Dans une interview accordée à RFI et France 24 et diffusée par RFI ce 17 janvier 2018, le Chef de l’Etat équato-guinéen, évoque le soutien du Cameroun dans le coup d'Etat avorté en décembre 2017 dans son pays.

Paul Biya et Obiang Nguema - DR

À la question de savoir si réellement les hommes peu othodoxes ont tenté  un coup d’Etat en Guinée Equatoriale, le président Theodoro Obiang Nguema a répondu par l’affirmative. « Eh bien merci beaucoup pour votre présence. Surtout au moment où nous sommes inquiets pour une situation d’insécurité dans notre pays. Un groupe de terroristes de nationalités tchadiennes et centrafricaines, notamment Seleka aujourd’hui converti à un groupe terroriste avec un groupe de soudanais, préparaient (le coup d’Etat) avec certaines personnalités en France », a-t-il déclaré.
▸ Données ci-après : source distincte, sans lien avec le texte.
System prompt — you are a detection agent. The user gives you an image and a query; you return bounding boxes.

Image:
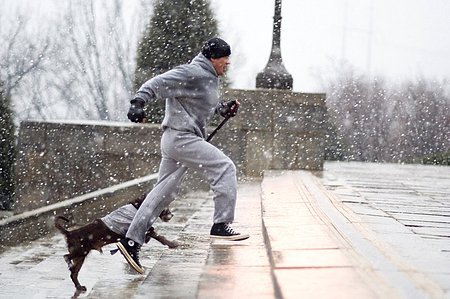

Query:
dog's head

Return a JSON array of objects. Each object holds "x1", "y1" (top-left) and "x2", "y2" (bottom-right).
[{"x1": 159, "y1": 208, "x2": 173, "y2": 222}]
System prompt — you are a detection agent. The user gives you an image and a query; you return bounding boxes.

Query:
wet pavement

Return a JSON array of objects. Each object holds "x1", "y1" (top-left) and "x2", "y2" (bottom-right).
[{"x1": 0, "y1": 163, "x2": 450, "y2": 298}]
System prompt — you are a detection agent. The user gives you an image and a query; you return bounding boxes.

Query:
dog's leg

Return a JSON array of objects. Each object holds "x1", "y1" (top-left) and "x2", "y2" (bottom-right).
[
  {"x1": 64, "y1": 254, "x2": 73, "y2": 270},
  {"x1": 70, "y1": 256, "x2": 87, "y2": 292},
  {"x1": 145, "y1": 227, "x2": 178, "y2": 248}
]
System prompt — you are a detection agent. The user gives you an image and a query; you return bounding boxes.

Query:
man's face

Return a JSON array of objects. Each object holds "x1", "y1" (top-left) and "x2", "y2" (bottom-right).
[{"x1": 211, "y1": 56, "x2": 230, "y2": 76}]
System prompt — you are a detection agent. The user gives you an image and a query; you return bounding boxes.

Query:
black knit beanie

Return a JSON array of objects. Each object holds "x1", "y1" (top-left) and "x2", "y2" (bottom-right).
[{"x1": 202, "y1": 37, "x2": 231, "y2": 59}]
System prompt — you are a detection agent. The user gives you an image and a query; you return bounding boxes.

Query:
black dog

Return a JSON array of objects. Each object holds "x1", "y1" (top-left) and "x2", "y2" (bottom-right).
[{"x1": 55, "y1": 195, "x2": 178, "y2": 291}]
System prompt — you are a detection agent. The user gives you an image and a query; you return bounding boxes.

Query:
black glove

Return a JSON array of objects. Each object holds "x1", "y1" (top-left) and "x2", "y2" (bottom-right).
[
  {"x1": 127, "y1": 98, "x2": 146, "y2": 123},
  {"x1": 217, "y1": 100, "x2": 239, "y2": 118}
]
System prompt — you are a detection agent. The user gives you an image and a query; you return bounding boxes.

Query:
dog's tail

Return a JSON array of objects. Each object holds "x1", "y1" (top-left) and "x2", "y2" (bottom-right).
[{"x1": 55, "y1": 216, "x2": 70, "y2": 236}]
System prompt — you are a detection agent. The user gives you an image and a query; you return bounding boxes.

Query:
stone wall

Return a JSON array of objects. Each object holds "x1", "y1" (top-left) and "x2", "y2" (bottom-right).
[{"x1": 14, "y1": 90, "x2": 326, "y2": 213}]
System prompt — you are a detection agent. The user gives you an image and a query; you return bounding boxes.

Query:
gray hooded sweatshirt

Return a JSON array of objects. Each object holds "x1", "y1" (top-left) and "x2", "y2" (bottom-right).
[{"x1": 135, "y1": 53, "x2": 219, "y2": 138}]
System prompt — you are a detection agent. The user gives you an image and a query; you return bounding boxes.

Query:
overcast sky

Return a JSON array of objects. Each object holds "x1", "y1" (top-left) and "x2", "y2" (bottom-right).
[
  {"x1": 211, "y1": 0, "x2": 450, "y2": 92},
  {"x1": 0, "y1": 0, "x2": 450, "y2": 92}
]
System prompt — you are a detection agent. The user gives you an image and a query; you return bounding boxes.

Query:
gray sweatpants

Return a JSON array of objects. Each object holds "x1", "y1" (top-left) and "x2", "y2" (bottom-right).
[{"x1": 126, "y1": 128, "x2": 237, "y2": 245}]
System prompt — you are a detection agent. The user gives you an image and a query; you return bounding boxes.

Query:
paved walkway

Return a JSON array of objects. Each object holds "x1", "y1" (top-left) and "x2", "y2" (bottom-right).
[{"x1": 0, "y1": 163, "x2": 450, "y2": 298}]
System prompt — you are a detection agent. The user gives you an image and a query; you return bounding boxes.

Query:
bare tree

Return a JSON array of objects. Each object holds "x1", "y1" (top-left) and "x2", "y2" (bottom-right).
[
  {"x1": 327, "y1": 66, "x2": 450, "y2": 162},
  {"x1": 46, "y1": 0, "x2": 144, "y2": 120},
  {"x1": 0, "y1": 15, "x2": 49, "y2": 102}
]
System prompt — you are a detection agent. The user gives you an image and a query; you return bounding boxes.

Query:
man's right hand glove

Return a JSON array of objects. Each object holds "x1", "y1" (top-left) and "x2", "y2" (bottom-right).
[
  {"x1": 218, "y1": 100, "x2": 240, "y2": 118},
  {"x1": 127, "y1": 98, "x2": 146, "y2": 123}
]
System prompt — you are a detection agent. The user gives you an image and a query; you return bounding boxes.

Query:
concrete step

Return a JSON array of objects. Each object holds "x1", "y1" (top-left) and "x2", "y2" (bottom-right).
[{"x1": 262, "y1": 171, "x2": 398, "y2": 298}]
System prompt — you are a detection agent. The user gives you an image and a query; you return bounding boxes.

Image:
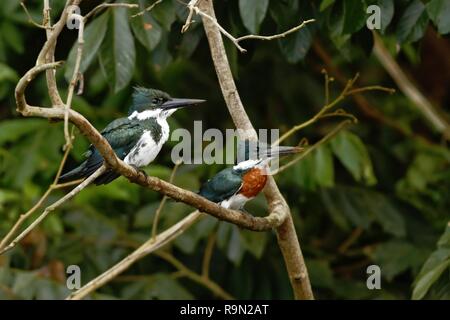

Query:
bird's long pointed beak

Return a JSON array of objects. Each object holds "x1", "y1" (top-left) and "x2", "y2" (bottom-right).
[
  {"x1": 266, "y1": 146, "x2": 304, "y2": 158},
  {"x1": 162, "y1": 98, "x2": 206, "y2": 110}
]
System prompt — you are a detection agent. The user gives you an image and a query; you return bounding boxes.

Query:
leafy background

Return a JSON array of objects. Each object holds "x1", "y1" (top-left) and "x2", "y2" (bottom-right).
[{"x1": 0, "y1": 0, "x2": 450, "y2": 299}]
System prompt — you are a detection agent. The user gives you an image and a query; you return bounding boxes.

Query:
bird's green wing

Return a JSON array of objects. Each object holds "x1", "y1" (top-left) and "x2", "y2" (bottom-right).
[
  {"x1": 83, "y1": 118, "x2": 144, "y2": 180},
  {"x1": 199, "y1": 168, "x2": 242, "y2": 202}
]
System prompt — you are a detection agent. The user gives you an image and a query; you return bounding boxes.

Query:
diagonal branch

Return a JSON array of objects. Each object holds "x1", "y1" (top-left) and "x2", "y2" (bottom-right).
[
  {"x1": 199, "y1": 0, "x2": 314, "y2": 299},
  {"x1": 66, "y1": 210, "x2": 202, "y2": 300}
]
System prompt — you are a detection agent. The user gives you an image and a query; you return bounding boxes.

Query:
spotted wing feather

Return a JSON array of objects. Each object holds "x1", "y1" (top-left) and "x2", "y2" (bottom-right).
[{"x1": 199, "y1": 168, "x2": 242, "y2": 203}]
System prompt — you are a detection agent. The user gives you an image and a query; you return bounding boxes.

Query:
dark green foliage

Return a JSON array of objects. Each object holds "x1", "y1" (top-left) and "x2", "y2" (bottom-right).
[{"x1": 0, "y1": 0, "x2": 450, "y2": 299}]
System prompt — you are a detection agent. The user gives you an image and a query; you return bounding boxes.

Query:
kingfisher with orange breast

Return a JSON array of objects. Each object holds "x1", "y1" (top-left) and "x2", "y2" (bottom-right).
[{"x1": 199, "y1": 140, "x2": 303, "y2": 210}]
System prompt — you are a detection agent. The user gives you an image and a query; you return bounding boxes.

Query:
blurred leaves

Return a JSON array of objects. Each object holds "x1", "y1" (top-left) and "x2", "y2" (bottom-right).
[
  {"x1": 100, "y1": 8, "x2": 136, "y2": 92},
  {"x1": 0, "y1": 0, "x2": 450, "y2": 299},
  {"x1": 331, "y1": 131, "x2": 377, "y2": 185},
  {"x1": 426, "y1": 0, "x2": 450, "y2": 34},
  {"x1": 239, "y1": 0, "x2": 269, "y2": 34},
  {"x1": 397, "y1": 0, "x2": 429, "y2": 42},
  {"x1": 412, "y1": 222, "x2": 450, "y2": 299}
]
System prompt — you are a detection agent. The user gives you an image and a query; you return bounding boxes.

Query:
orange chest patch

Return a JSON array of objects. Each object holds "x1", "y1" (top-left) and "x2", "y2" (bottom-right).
[{"x1": 239, "y1": 168, "x2": 267, "y2": 198}]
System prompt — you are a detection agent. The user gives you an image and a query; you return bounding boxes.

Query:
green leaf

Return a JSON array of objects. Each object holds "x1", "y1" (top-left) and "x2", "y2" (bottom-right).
[
  {"x1": 306, "y1": 259, "x2": 334, "y2": 288},
  {"x1": 64, "y1": 13, "x2": 109, "y2": 81},
  {"x1": 1, "y1": 22, "x2": 25, "y2": 54},
  {"x1": 373, "y1": 240, "x2": 423, "y2": 281},
  {"x1": 100, "y1": 8, "x2": 136, "y2": 92},
  {"x1": 342, "y1": 0, "x2": 366, "y2": 34},
  {"x1": 227, "y1": 225, "x2": 245, "y2": 266},
  {"x1": 131, "y1": 9, "x2": 162, "y2": 51},
  {"x1": 366, "y1": 192, "x2": 406, "y2": 237},
  {"x1": 239, "y1": 0, "x2": 269, "y2": 34},
  {"x1": 377, "y1": 0, "x2": 394, "y2": 34},
  {"x1": 397, "y1": 0, "x2": 428, "y2": 43},
  {"x1": 331, "y1": 131, "x2": 376, "y2": 185},
  {"x1": 437, "y1": 222, "x2": 450, "y2": 249},
  {"x1": 319, "y1": 0, "x2": 335, "y2": 12},
  {"x1": 320, "y1": 189, "x2": 350, "y2": 231},
  {"x1": 313, "y1": 145, "x2": 334, "y2": 187},
  {"x1": 427, "y1": 0, "x2": 450, "y2": 34},
  {"x1": 412, "y1": 259, "x2": 450, "y2": 300}
]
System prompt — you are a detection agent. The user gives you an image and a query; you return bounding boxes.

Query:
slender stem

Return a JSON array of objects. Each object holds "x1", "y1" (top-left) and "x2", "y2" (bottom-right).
[
  {"x1": 199, "y1": 0, "x2": 314, "y2": 299},
  {"x1": 131, "y1": 0, "x2": 163, "y2": 18},
  {"x1": 273, "y1": 120, "x2": 354, "y2": 175},
  {"x1": 0, "y1": 131, "x2": 74, "y2": 251},
  {"x1": 202, "y1": 232, "x2": 217, "y2": 278},
  {"x1": 0, "y1": 166, "x2": 106, "y2": 255},
  {"x1": 152, "y1": 162, "x2": 181, "y2": 239},
  {"x1": 66, "y1": 210, "x2": 203, "y2": 300}
]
D’après Obiang Nguema, le financement de ce push, vient de la France, mais l’homme magnifie le soutien du Cameroun à travers son président Paul Biya, qui a permis de stopper net les ardeurs de mercenaires. « Le problème a commencé en France, le financement vient de certaines personnalités pour recruter des mercenaires dans les pays que je viens de citer. Mais c’est lui (le commando) qui a commencé les factions depuis la frontière tchadienne avec la Guinée Equatoriale, plus de 1000 km, pour arriver jusqu’à la frontière. Certains groupes avaient passé la frontière clandestinement avec l’implication de certains citoyens de Guinée Equatoriale. Derrière, j’ai pris la décision d’informer le Président Biya. On a pris une action conjointe pour commencer à arrêter ces mercenaires. C’est comme cela qu’on a fait échouer cette « opération mercenaires », ajoute le deuxième président africain en termes de longévité au pouvoir.

Pour rappel, la dernière tentative de coup d’État mise en échec en Guinée équatoriale date de 2004 et avait été menée par le mercenaire britannique Simon Mann, un ancien officier sud-africain, soutenu par Mark Thatcher, le fils de l'ancienne première ministre du Royaume Uni.